The dropping of this particular legacy format in LibreOffice and OpenOffice 4.0+ suggests that maintaining old code base is a serious concern among open-source developers. Ironically, Microsoft's legacy binary-only DOC format is still supported in OpenOffice and LibreOffice, mainly due to its immense popularity. To this day, I am forced to save some files in DOC format because I have to send it across to a client or colleague not knowing what version of MS Office they use. A surprising number of people continue to use legacy versions of Microsoft Office in spite of the availability of modern, Open Source and Free office suites and they have difficulty in opening even DOCX (Microsoft's newer XML document format). Microsoft's legacy DOC is a bizarre example because, in spite of modern, better formats, it continues to hold its own.
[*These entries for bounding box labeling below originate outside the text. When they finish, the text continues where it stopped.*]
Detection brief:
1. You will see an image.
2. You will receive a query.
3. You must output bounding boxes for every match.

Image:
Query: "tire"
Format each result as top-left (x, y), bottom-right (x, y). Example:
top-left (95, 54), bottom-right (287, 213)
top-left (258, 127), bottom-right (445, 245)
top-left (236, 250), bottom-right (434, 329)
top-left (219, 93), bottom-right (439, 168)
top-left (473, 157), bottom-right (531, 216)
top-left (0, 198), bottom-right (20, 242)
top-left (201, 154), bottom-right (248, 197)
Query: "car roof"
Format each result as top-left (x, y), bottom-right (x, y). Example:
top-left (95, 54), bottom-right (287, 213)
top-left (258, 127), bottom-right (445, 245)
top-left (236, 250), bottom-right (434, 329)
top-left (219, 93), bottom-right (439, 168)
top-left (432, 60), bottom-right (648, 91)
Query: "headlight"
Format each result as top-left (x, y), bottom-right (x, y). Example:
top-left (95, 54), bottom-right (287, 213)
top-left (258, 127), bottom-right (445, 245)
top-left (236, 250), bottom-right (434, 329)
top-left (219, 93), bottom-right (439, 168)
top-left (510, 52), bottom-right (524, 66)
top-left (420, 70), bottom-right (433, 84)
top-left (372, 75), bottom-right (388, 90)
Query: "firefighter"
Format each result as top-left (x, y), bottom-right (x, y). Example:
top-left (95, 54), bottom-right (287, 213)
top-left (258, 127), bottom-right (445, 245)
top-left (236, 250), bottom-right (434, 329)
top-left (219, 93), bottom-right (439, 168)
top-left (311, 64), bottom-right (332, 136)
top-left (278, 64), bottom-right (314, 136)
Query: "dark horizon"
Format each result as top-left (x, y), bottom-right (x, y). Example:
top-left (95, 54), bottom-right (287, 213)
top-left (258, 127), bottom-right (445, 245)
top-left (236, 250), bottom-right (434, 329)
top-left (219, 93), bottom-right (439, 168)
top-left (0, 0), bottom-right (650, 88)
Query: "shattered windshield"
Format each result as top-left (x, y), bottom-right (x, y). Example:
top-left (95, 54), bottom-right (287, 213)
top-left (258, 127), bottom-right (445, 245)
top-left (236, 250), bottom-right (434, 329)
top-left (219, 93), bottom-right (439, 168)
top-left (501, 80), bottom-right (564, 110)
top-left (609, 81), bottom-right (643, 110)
Thinking about it, electronic documents do not have a very long history of existence. Several document formats have come into existence and then dwindled into oblivion when the parent companies which introduced them folded or got acquired by some other company. Some document formats simply became less popular and slowly disappeared while others have lived on and evolved. But the fact is, most of the early document formats have been binary-only, opaque and proprietary. There has been considerable user lock-in into tools and technologies as a result of binary data formats. Except in the relatively small open source community, proprietary tools and data formats have been the norm, not the exception. I'm sure that quite a large number of documents would have become unreadable for one reason or the other over the years. I'm equally sure that in the history of IT, corporates/organizations have spent a whole lot of time, effort and money simply in data conversion and preservation while migrating between technologies.
The current trend towards moving to standards-compliant, open and non-binary formats is welcome, because it shows that there is a definite interest in preserving electronic documents and preventing them from becoming non-readable in the future as a result of the whims, fancies or fortunes of one particular company, or when the underlying tools and technologies change. The popularity of the open source movement has contributed to this awareness. Yet a significant proprortion of users continue to rely on proprietary and in some cases, binary formats which are locked-in to specific applications or family of software.
I would encourage everybody to use the non-binary and standards-compliant document formats rather than proprietary formats that are in popular use and which become difficult to read or decipher with different tools. My criteria is
- Eelectronic documents should be readable by more tools than one, and preferably by open source applications.
- Data in these documents should preserved losslessly when converted to other (hopefully open, non-binary, standards-compliant) formats.
- The document format should be well-documented, in the public domain and unencumbered by restrictive Intellectual Property rights, and easily accessible to any developer who wishes to write tools to access and modify the data
I certainly hope that the preservation of electronic documents and records is a concern among mainstream developers and users as well. Otherwise, we'll end up having to periodically resort to the potential bug-ridden process of mass-converting files from an older format to a newer one, hoping that no data/formatting is lost in the process.